Eighty-one publishers of scholarly journals today expressed their strong opposition to the proposed Federal Research Public Access Act, or FRPAA. The bill, introduced as HR 4004 in the U.S. House of Representatives and as S 2096 in the Senate, would require the results of federally supported research be made public within six months of publication. “FRPAA is little more than an attempt at intellectual eminent domain, but without fair compensation to authors,” Tom Allen, president of the Association of American Publishers, said in a written statement. The association, along with an advocacy group called the DC Principles Coalition, sent letters to Congress on behalf of the journal publishers who oppose the legislation.
Really? That's the best argument the publishers have? See David Wiley's response:
- "Without fair compensation to authors?" Do the publishers really want to go here? The hypocrisy is so thick you couldn't cut it with a chainsaw. I've never received ANY compensation under the CURRENT regime. The publishers are in NO sense protecting authors' compensation by opposing open access - they aren't compensating us now!
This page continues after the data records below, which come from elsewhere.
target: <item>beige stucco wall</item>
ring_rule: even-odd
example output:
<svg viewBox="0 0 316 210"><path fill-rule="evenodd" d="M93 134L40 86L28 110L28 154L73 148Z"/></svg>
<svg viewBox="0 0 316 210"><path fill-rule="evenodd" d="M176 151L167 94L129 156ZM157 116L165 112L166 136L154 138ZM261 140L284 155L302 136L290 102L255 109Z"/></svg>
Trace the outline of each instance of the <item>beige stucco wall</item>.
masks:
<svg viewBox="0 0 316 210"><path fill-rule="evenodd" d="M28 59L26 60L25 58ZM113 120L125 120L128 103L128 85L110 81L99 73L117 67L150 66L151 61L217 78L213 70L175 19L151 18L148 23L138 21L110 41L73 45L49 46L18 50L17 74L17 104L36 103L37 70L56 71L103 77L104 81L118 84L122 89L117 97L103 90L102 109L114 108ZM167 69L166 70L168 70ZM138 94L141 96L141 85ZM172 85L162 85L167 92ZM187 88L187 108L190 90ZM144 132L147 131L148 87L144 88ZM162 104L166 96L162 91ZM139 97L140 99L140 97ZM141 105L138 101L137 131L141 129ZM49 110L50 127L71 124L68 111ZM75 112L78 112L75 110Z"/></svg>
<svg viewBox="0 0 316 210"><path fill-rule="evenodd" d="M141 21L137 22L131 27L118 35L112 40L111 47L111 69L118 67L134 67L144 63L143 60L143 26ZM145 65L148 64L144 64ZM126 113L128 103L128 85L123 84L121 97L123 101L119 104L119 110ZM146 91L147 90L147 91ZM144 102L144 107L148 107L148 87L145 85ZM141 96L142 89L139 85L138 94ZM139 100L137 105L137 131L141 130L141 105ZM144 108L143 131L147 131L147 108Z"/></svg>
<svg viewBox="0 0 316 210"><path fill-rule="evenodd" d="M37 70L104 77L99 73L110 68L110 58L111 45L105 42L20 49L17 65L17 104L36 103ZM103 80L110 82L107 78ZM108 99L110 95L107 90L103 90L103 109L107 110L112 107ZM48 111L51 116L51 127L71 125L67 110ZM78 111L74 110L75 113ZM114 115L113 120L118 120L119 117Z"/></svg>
- I'll tell you what would be fair compensation to me, the author, for writing a journal article - let anyone who wants to read my article read it. I don't write to make publishers billion dollar profits. I write for the benefit of my field and, by extension, humanity. An open access requirement like FRPAA is the best compensation I could possibly receive.
- And yes, when the public pays with tax dollars for research to be conducted, that same public that paid for the research has an absolute right to read the results of that research. Buy one, get one - when you buy a pizza or a car, you expect to receive a pizza or a car. And when taxpayers foot the bill for a research study, they absolutely have the reasonable expectation of access to the results of that study.
I also added my two cents as a reply under David's good comments.